Flexible cables can be divided into two types: those with conductors stranded in layers inside the cable, and those that have bundled or braided conductors.

===Stranding in layers===

Stranding in layers is easier to produce, and therefore usually less expensive, than a braided construction. The cable cores are stranded firmly and left relatively long in several layers around the center and are then enclosed in an extruded jacket. In the case of shielded cables, the cores are wrapped with braid or foils.

With this type of construction, when the cable is bending, the inner radius compresses and the outer radius stretches as the cable core moves. Initially, this works quite well, because the elasticity of the material is still sufficient, but material fatigue can set in and cause permanent deformations. The cores move and begin to make their own compressing and stretching zones, which can lead to a “corkscrew” shape, and ultimately, core rupture.

===Stranding in bundles===

Another cable construction technique is the braiding of conductors around a centre tension-resisting core.

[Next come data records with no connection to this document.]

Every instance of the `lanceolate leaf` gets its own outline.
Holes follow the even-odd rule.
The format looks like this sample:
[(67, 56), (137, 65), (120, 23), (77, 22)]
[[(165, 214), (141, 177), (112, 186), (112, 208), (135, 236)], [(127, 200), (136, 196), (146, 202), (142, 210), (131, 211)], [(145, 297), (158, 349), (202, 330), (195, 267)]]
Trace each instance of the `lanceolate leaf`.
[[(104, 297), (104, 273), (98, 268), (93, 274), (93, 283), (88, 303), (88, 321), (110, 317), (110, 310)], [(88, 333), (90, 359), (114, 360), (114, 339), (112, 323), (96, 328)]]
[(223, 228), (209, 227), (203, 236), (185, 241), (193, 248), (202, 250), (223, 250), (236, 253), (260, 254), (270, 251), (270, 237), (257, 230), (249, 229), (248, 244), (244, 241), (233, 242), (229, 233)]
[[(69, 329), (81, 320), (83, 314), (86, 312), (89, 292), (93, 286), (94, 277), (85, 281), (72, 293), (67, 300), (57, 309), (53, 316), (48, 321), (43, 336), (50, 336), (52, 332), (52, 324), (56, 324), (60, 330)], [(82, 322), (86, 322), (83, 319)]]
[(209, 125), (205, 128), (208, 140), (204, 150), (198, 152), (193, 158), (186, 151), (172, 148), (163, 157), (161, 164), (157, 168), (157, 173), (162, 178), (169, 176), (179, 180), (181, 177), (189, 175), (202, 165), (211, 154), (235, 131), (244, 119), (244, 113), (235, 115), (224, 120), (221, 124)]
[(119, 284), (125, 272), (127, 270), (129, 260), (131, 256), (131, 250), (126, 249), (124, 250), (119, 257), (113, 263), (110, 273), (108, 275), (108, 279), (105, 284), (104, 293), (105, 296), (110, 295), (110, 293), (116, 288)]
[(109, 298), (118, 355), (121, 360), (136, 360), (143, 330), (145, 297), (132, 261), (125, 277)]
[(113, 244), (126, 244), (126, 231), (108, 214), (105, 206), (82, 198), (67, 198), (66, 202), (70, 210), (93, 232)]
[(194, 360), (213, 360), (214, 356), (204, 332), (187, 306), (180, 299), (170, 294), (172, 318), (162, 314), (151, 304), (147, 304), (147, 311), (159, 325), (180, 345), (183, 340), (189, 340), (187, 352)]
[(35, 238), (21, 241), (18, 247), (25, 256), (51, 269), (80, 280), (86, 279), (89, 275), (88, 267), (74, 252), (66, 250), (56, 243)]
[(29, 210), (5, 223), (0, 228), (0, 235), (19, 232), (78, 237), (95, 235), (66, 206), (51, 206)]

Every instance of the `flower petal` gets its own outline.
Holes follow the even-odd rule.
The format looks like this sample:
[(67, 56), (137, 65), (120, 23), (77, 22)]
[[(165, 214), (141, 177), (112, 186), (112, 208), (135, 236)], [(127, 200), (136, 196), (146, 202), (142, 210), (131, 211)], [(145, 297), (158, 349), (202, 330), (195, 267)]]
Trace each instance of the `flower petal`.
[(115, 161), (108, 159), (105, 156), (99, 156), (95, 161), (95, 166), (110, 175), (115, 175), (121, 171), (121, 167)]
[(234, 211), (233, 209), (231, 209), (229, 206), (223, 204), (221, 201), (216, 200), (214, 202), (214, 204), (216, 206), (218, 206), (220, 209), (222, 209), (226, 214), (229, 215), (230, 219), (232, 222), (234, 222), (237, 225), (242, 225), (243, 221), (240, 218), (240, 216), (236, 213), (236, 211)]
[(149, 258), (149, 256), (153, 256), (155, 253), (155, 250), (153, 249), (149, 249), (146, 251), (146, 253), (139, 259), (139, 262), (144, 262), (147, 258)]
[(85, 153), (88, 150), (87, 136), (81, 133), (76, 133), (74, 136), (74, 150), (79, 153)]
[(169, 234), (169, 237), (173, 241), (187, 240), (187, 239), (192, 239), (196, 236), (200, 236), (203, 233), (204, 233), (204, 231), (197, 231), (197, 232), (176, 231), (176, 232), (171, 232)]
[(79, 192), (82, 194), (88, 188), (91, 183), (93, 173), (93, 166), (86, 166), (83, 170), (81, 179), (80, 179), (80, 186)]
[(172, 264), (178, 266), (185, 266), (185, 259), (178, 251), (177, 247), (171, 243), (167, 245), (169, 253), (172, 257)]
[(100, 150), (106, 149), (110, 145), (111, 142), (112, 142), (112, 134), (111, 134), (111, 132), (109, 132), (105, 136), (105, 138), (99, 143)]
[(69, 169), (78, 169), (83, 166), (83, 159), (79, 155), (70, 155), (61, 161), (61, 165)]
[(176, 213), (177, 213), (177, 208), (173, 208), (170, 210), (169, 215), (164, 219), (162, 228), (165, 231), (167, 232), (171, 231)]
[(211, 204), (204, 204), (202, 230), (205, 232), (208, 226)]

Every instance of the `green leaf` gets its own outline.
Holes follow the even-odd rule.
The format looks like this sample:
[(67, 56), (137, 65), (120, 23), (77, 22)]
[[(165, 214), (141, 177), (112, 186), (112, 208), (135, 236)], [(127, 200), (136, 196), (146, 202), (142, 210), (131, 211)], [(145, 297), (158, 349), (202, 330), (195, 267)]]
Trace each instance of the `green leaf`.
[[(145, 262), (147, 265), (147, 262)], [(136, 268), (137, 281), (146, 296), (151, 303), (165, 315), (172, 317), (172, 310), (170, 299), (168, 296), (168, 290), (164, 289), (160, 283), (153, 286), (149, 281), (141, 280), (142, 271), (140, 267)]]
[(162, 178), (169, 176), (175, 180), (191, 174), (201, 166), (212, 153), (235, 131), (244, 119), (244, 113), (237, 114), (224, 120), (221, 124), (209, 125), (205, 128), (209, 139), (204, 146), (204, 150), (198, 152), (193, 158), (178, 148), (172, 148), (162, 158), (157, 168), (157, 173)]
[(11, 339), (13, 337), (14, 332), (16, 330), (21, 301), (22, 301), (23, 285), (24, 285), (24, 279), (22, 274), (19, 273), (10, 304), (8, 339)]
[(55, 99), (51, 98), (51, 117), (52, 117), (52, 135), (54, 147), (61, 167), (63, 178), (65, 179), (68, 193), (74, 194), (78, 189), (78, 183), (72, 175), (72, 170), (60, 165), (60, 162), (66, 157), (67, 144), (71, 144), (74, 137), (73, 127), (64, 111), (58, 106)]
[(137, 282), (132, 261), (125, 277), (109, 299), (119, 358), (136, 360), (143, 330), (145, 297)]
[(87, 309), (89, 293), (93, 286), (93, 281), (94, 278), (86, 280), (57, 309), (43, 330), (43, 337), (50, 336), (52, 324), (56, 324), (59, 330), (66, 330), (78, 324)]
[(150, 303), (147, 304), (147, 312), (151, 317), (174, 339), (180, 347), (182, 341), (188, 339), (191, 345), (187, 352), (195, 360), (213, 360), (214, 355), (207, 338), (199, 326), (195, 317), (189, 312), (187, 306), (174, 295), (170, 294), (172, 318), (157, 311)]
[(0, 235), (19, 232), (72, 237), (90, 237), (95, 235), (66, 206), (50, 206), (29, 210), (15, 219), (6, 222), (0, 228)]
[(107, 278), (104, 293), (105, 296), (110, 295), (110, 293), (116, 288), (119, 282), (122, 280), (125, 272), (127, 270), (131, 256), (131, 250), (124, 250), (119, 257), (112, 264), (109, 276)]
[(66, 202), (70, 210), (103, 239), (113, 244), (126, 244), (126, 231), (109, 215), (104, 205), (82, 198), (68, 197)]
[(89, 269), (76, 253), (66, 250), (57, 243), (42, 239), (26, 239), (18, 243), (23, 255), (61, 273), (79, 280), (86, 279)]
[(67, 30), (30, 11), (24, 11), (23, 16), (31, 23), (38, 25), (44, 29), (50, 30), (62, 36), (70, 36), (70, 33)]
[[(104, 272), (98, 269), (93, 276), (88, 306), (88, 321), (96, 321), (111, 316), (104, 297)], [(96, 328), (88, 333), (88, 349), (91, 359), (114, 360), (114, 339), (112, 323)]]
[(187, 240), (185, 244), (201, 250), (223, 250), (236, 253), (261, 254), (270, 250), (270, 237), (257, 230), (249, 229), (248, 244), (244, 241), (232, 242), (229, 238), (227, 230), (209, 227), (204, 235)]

Eliminating multiple layers makes the bend radius of all conductors similar. Where the cable flexes, the path of any core moves quickly from the inside to the outside of the cable. The result is that no single core compresses near the inside of the bend or stretches near the outside of the bend—which reduces overall stresses. An outer jacket is still required to prevent the cores untwisting. A pressure filled jacket, rather than a simple extruded jacket, is preferable here. This fills all the gussets around the cores and ensures that the cores cannot untwist. The resulting dynamic cable is often stiffer than a standard cable, but lasts longer in applications where it must constantly flex.